For the Christian angels -he proceeded to explain, as if he had had a long and troublesome acquaintance with them – are all eunuchs; they look down from Heaven on human worshippers, and from that vertical angle sec little but heads and shoulders. 'Any honest person who has had any experience of eunuchs,' he went on – with a sly glance at the choir and at the long aisle reserved for eunuchs of the Civil Service and for personal eunuchs attached to prominent courtiers, such as myself- 'Any such honest person will support me when I assert that the lack of the customary male organs of generation does not, as might be supposed, free the heart from carnal affections. Not by any means! I have indeed seldom known a eunuch who could confess truly to having no tender feelings for women's hands and eyes and feet and hair – oh, but especially for their hair! I know many a rich and learned eunuch who spends his leisure time, wantonly and shamefully, in the slow combing of the hair of some frivolous woman of his household! You may laugh, my sisters, but you know it is so, and it is a great sin that you are committing if you pander thus to the ineffectual lusts of the castrated. Angels are no less subject to temptation than eunuchs: the Arch-Fiend himself was an angel who fell from Grace -was it perhaps partly from delight in the hair of some daughter of Earth? Out of respect therefore for these blessed but beauty-loving angels, who must not be distracted from their religious duty of perpetual hosannas and hallelujahs, it is the first duty of all Christian women with fine hair to keep it securely covered. It is sturdy evil enough to wean human worshippers from their devotions by an ill-timed display of the crowning glory of women, without seeking to drag angels down to earth and thus add to the race of demons – already numerous enough, God knows!'
But the pagan poets, even – he quoted Martial, Propertius, and Juvenal – had written with the utmost horror of women who wore hair that was not their own. Wigs were thus proved to be an offence not only against the Laws of the Church, but against secular canons of beauty and good taste. 'As for the Orthodox view of the Holy Fathers, it could not be clearer, and may be summarized as follows. Male wigs are in general designed to cover baldness: they are therefore in the nature of a skull-cap and constitute a covering, and are therefore anathema. Women's wigs, however (for a bald woman is a rarity), are designed to add to the hair already in existence on their heads, to heighten and improve its effect: they therefore do not constitute a covering, and are anathema. The righteous thunders of the Church, Council after Council, have always been directed at wigs of both sexes: both the cowardly male wig and the immodest female wig. Tertullian has said – but what has Tertullian not said against these stitched and coiled monstrosities of wigs? He has said, amongst other things, that all personal disguise is adultery before God. All wigs, paint, powder, masks, false bosoms are disguises and inventions of the devil.
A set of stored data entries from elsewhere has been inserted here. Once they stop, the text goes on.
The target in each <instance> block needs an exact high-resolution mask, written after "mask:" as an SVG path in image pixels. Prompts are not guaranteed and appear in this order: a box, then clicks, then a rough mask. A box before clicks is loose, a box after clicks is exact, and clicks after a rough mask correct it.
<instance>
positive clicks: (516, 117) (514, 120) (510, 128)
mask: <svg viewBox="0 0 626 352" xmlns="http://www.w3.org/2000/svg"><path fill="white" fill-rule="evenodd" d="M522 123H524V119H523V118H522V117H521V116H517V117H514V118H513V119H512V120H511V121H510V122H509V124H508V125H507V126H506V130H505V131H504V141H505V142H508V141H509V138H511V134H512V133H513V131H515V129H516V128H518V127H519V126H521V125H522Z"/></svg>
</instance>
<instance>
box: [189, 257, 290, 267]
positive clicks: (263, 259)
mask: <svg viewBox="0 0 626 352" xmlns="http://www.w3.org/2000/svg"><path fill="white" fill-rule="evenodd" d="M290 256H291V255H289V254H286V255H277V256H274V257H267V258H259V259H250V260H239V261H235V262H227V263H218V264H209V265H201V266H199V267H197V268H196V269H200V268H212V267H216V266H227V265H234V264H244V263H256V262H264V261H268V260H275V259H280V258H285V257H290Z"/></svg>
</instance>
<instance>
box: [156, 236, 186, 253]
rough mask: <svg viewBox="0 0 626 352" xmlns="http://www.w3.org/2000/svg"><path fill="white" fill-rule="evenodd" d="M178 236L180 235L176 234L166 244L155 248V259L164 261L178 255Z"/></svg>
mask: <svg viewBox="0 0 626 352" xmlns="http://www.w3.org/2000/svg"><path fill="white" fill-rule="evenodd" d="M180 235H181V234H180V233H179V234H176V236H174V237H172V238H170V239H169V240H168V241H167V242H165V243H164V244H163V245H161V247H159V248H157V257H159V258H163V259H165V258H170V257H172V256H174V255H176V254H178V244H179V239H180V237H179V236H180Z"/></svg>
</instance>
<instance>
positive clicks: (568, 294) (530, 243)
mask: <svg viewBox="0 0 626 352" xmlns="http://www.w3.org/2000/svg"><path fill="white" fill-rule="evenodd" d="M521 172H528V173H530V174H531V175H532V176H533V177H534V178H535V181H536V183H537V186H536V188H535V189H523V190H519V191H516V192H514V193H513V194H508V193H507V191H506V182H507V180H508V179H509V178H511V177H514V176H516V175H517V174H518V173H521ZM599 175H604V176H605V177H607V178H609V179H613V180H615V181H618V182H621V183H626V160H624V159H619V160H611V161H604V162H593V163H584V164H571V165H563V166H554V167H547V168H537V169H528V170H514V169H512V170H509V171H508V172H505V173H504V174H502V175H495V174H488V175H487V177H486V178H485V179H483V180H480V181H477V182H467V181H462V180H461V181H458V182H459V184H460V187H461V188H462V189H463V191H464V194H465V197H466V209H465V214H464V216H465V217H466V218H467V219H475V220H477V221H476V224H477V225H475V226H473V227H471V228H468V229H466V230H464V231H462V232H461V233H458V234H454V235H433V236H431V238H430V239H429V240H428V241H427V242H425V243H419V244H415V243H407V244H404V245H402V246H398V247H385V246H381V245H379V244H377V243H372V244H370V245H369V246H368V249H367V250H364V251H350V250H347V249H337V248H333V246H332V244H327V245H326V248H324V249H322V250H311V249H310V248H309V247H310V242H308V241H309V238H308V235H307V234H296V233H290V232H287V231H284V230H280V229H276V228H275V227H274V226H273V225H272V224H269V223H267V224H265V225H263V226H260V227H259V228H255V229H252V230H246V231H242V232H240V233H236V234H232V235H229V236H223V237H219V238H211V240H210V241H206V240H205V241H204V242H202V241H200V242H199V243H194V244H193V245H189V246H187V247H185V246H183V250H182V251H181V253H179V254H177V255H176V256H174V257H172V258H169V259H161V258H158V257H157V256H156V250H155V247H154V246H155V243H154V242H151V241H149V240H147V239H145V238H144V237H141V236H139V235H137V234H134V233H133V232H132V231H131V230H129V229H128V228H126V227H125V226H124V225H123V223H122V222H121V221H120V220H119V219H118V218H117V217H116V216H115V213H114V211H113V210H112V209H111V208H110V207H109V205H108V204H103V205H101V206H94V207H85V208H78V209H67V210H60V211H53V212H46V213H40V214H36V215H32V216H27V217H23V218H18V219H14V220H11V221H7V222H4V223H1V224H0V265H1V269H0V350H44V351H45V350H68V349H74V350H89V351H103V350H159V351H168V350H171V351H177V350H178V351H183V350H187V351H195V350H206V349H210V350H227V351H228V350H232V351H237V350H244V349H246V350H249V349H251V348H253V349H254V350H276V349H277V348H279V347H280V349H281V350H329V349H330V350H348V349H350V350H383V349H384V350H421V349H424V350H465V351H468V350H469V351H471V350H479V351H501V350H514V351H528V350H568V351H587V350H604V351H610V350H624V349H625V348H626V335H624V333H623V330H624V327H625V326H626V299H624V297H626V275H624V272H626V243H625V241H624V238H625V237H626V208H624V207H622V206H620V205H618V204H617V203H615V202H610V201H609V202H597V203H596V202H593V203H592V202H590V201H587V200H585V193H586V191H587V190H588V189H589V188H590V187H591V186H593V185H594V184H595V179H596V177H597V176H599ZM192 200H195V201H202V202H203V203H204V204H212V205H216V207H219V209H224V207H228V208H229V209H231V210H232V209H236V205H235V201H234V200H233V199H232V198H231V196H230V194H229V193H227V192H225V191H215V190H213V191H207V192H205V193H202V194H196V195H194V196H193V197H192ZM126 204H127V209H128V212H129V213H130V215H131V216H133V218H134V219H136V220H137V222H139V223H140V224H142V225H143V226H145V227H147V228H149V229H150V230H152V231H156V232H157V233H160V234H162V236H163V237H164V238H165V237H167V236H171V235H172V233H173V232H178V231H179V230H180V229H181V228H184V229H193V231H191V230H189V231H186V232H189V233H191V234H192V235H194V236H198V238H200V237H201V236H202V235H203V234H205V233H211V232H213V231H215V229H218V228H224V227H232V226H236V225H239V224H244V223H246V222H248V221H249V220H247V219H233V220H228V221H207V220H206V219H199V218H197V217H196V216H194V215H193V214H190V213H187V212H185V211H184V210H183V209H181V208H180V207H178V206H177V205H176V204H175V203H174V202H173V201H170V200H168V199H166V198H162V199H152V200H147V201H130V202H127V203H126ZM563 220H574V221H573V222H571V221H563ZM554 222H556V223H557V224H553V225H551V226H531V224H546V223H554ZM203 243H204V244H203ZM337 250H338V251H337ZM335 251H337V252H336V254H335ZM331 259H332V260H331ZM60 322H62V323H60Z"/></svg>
'Moreover, my erring sisters,' the Bishop proceeded, suddenly pointing very rudely at Chrysomallo and my mistress, whose wigs, after Theodora's, were the two most elegant monstrosities in all St Sophia's that day, 'Tertullian makes a powerful appeal to your common sense as well as to your religious scruples. He writes: "If you will not fling away your impious false hair, as hateful to Heaven, cannot I make it hateful to yourselves as women of worldly discernment, by reminding you that those lascivious, bought ringlets of yours may have had a detestable origin? They may well have been cut from the corpse of some woman dead of the plague, and still retain the seeds of plague alive in them; or, worse, they may have adorned the head of a blasphemer irretrievably damned by Heaven and carry in them God's heavy curse, ineluctable."